While the Liberals have “pledged $200 million and promised nearly $510 million over the next nine years for the territory,” according to the CBC, “Nunavut…has a waiting list of nearly 5,000 people for public housing, and, with existing money, it will take 60 years to house those who currently need homes.”
As an example of how inadequate the government response really is, at current levels the funding “in the 2019-2020 fiscal year will build 83 houses.”
Considerable funds will also be required to maintain existing housing and, according to Iqaluit Senator Dennis Patterson, “challenges like mould and unstable foundations [are] becoming more prevalent as the permafrost beneath buildings in the North melts” due to climate change.
By any estimation this is a critical humanitarian issue, and yet the government is failing utterly to address it in a meaningful way. It is even more disturbing in the context of the housing and clean water issues affecting Indigenous communities across the country, that have been ignored for decades due to government indifference, racism and colonialism.
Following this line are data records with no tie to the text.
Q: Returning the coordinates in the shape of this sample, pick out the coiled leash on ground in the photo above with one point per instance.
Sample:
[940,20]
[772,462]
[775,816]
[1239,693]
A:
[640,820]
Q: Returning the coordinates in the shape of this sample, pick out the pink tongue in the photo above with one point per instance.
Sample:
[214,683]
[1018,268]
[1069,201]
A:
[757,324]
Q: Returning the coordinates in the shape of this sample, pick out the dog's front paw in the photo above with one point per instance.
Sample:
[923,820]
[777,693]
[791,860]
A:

While, no doubt, Trudeau and the Liberals would cite the fact that funding has increased dramatically versus the nearly criminal neglect of the Harper years, and while they would also undoubtedly try to frame the pledges as reasonable in the present fiscal context, the money to build the needed housing much more quickly absolutely exists.
How do we know this?
In May 2018, when Kinder Morgan was going to walk away from the Trans Mountain Pipeline expansion due to the opposition of the BC government and Indigenous peoples, as well as delays resulting from court decisions and environmental concerns, the Trudeau government stepped in immediately to buy the pipeline for $4.5 billion. Even the Globe and Mail deemed this an “extraordinary step.”
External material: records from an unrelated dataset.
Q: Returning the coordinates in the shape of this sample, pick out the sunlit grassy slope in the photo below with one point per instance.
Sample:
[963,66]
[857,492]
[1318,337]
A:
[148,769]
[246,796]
$4.5 billion would build a lot of housing. Instead it is being used to try to ensure the expansion of a pipeline that will benefit huge multinational corporations and help sustain the environmentally disastrous Alberta tar sands. It is true that there are many jobs connected to the oil and gas sector of the economy, but it is widely accepted that developments like the tar sands are totally unsustainable even in the short term if Canada is to meet critical climate emergency prevention targets.
The billions used here and through other industry subsidies as corporate welfare could be redirected to creating a green energy sector and transitioning workers to new jobs in environmentally beneficial projects with a long-term future. Building housing and clean water facilities creates jobs as well.
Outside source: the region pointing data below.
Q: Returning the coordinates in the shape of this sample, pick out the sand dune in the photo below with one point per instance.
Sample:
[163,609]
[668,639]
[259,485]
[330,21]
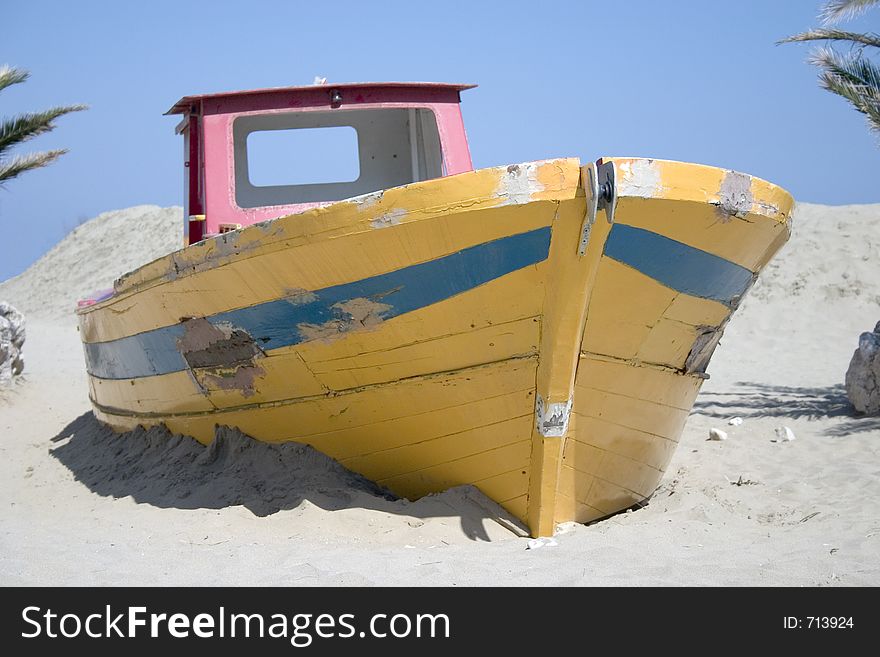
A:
[83,506]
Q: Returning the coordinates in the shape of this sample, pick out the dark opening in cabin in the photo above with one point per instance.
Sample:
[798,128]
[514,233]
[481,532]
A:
[316,156]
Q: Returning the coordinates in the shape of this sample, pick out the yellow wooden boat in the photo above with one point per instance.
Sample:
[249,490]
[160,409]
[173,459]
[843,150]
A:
[538,330]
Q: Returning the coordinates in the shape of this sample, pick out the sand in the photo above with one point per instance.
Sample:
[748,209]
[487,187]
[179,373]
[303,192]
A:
[80,506]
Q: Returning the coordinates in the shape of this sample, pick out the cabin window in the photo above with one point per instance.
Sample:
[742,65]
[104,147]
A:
[302,156]
[320,156]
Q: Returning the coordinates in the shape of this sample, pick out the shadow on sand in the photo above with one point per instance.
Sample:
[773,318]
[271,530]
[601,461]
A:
[757,400]
[156,467]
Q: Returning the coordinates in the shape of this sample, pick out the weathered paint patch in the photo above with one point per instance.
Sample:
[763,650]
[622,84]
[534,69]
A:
[274,324]
[361,313]
[704,346]
[297,296]
[518,184]
[241,377]
[679,266]
[639,178]
[735,196]
[366,201]
[389,218]
[551,419]
[220,356]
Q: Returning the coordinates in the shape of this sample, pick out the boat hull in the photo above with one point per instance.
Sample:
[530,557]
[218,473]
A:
[489,328]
The purchase of Trans Mountain from Kinder Morgan makes one thing crystal clear: When mainstream, bourgeois politicians tell you the money is not there to meet housing and other essential human needs, they are lying.
The money is there. It is just that the government places the needs of corporations ahead of those of people.
Michael Laxer is a writer and activist in Toronto. He is the founder and editor of the blog The Left Chapter.